While St. John's didn't have a clear candidate primarily due to its lack of success, Xavier's depth made it difficult to sift through the roster and point to a No. 1 pick. Trevon Bluiett got the nod with eight votes, but Myles Davis and Edmond Sumner (two) were given respect, as were Jalen Reynolds and James Farr in the write-in portion. Bluiett is a great choice, as he matches up well with just about anyone that will get thrown his way.

Now that we have the first 10, we must pick out the six at-large bids. To do this, each staff member voted for six write-in participants. Adding those votes along with any votes for a player to be the official rep separated those that were random picks (Hello, Haanif Cheatham) and actual contenders. The six at-large selections were Kellen Dunham (six total votes), Ryan Arcidiacono (six total votes), Ben Bentil (six total votes), Kelan Martin (five total votes), Edmond Sumner (five total votes) and Myke Henry (four total votes).

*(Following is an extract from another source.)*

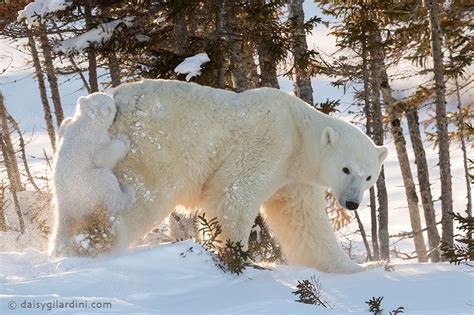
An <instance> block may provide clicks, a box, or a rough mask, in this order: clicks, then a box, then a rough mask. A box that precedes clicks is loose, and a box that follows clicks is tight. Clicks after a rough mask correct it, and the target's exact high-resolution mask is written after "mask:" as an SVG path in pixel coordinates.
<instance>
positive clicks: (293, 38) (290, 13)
mask: <svg viewBox="0 0 474 315" xmlns="http://www.w3.org/2000/svg"><path fill="white" fill-rule="evenodd" d="M303 2H304V0H290V1H289V5H288V18H289V19H293V20H294V23H295V25H294V29H293V34H292V36H293V39H294V41H295V45H294V47H293V58H294V72H295V95H296V96H298V97H299V98H301V99H302V100H304V101H305V102H306V103H308V104H310V105H313V104H314V102H313V88H312V86H311V78H310V76H309V75H308V73H307V70H306V68H307V67H306V65H307V58H306V55H307V54H306V53H307V51H308V44H307V42H306V32H305V29H304V11H303Z"/></svg>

In selecting Henry, we got to test out the tie-breaker protocol for selection. Since Henry had the same number of votes as Myles Davis, we had to come up with a deciding factor. Player efficiency rating, which like any stat suffers some shortcomings,  was chosen as the basis as it seemed like a good enough amalgamation of a player's overall ability. Henry's 22.0 outranked Davis' 17.1.

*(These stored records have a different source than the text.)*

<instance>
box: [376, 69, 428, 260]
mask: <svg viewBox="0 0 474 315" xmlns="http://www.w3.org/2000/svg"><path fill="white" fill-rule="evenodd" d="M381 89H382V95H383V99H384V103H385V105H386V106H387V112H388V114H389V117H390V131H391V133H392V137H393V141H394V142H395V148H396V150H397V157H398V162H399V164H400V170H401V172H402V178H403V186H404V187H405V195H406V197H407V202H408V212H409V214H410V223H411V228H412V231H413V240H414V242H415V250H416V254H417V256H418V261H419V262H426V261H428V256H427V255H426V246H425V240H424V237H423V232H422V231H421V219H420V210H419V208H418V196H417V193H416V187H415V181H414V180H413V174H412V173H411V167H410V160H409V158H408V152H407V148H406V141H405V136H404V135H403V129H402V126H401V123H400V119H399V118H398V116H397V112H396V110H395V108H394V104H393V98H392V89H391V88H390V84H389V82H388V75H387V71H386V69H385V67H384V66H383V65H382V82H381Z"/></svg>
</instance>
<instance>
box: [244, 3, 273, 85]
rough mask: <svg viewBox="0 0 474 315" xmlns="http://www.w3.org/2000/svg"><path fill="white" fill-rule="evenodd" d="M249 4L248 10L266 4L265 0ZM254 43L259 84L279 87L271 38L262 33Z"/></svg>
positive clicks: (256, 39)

So, we have our 16. Now, let's push them together and play things out!. Woah, not so fast my friend (hopefully you read that in you best Lee Corso impression). To finalize this bracket, we must seed the competitors and set the matchups. To do this, we ranked each player by numbers of votes received and then used PER to break ties. Below you can find a full copy of the bracket to see where everyone fell into place.

Well there you have it folks. The field of 16 is set. Over the next few weeks we will be putting out individual posts discussing each matchup and, using the power of democracy, we will vote on who would win in each fantastical fictional showdown until we crown a winner. So print this out, fill it out, share it with your friends and yell it at strangers on the Internet.